To be eligible for the double-blind, placebo-controlled trial, patients are required to be at least 18 years of age with histologically or cytologically confirmed ES-SCLC. Other enrollment criteria includes an ECOG performance status of 0 or 1, a life expectancy of at least 8 months, at least 1 measurable lesion per RECIST v1.1 criteria, and acceptable hematologic and end-organ function. Additionally, patients must be treatment free for at least 6 months from their last course of chemotherapy or radiotherapy, and those with asymptomatic brain metastases who received previous treatment were eligible.
With an estimated enrollment of 420 participants, those enrolled within the investigative arm received an injection of toripalimab plus chemotherapy every 3 weeks for up to 2 years and those in the control arm received matching placebo plus chemotherapy.

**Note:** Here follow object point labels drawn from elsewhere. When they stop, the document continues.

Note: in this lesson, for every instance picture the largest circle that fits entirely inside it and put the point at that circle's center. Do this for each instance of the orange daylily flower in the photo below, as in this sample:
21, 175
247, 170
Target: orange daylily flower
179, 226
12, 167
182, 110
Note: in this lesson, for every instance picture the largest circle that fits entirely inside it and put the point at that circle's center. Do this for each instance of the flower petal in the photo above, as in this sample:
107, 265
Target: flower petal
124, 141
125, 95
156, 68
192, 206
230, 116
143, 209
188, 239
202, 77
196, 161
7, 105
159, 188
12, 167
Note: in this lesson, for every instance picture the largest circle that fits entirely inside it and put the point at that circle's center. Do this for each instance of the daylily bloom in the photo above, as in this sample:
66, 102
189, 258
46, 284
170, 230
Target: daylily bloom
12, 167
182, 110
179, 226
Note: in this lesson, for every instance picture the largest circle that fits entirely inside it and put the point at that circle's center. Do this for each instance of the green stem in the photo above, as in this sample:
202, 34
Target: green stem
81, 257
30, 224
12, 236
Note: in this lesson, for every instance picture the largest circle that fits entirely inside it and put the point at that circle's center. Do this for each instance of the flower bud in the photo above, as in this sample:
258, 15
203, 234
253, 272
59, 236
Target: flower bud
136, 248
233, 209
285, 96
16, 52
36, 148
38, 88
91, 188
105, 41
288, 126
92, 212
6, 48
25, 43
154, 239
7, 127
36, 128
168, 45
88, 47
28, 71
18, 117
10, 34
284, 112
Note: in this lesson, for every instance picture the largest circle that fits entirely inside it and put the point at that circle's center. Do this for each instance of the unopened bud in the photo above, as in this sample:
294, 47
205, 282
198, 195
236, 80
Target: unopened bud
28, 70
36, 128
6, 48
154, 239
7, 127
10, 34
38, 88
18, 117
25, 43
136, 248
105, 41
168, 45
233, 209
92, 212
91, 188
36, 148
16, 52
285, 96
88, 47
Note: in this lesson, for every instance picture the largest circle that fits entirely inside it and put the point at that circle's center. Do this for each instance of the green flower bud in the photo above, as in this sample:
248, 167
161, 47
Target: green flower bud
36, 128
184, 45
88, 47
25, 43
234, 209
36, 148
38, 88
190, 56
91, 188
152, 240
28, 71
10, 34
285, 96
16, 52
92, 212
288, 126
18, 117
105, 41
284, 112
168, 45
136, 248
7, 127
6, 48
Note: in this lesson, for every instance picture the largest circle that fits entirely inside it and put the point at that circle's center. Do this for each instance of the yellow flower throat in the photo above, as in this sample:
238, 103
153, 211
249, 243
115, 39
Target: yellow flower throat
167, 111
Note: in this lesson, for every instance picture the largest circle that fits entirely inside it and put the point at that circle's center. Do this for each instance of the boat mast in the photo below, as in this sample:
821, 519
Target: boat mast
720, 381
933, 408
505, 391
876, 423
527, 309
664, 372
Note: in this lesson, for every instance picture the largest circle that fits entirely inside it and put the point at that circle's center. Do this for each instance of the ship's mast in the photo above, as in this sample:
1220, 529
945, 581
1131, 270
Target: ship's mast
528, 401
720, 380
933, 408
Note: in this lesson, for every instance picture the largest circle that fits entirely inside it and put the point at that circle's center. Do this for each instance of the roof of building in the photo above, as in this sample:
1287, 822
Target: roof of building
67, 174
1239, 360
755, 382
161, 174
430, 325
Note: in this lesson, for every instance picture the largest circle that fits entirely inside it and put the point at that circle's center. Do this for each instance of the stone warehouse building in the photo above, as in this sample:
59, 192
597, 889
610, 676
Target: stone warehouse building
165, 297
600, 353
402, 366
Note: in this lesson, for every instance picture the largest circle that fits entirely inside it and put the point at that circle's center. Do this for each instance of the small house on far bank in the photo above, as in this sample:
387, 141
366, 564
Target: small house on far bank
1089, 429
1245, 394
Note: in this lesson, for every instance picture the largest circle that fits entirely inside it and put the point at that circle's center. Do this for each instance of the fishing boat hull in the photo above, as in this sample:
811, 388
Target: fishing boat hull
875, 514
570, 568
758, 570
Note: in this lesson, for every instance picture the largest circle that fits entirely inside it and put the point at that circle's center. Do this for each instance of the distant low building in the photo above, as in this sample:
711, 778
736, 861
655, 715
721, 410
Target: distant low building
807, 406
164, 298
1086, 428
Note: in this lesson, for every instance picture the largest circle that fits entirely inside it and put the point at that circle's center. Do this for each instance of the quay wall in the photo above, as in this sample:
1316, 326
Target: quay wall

Primary end points of the JUPITER-08 study are investigator-assessed progression-free survival (PFS) and overall survival (OS). Secondary end points include PFS per RECIST v1.1 criteria, objective response rate, duration of response, OS rate, PFS rate, safety, disease control rate, incidence of adverse events, and time to response.
Back in November 2021, the FDA accepted a biologics license application for toripalimab in combination with gemcitabine and cisplatin for first-line treatment of patients with advanced recurrent or metastatic nasopharyngeal carcinoma (NPC) as well as a monotherapy option for patients with recurrent or metastatic NPC after platinum-containing chemotherapy as treatment in the second-line or above.
The FDA also granted fast track designation for toripalimab in January 2021, for the first-line treatment of patients with mucosal melanoma, and orphan drug designations have also been granted to toripalimab for treatment use in esophageal cancer, nasopharyngeal carcinoma, and soft tissue sarcoma.
“For non–small cell lung cancer without oncogenic mutations, multiple immuno-oncology drugs, including toripalimab, have been shown to improve survival when added to chemotherapy as compared to chemotherapy alone, whereas treatment options for SCLC patients are limited to chemotherapy with one of two PD-L1 inhibitors,” added Patricia Keegan, MD, chief medical officer of Junshi Biosciences, in the press release “We appreciate the FDA’s recognition of our endeavors to develop new therapies for SCLC patients and, based on experience in other cancers, are hopeful that toripalimab may provide a significant advance over chemotherapy in the JUPITER-08 study.”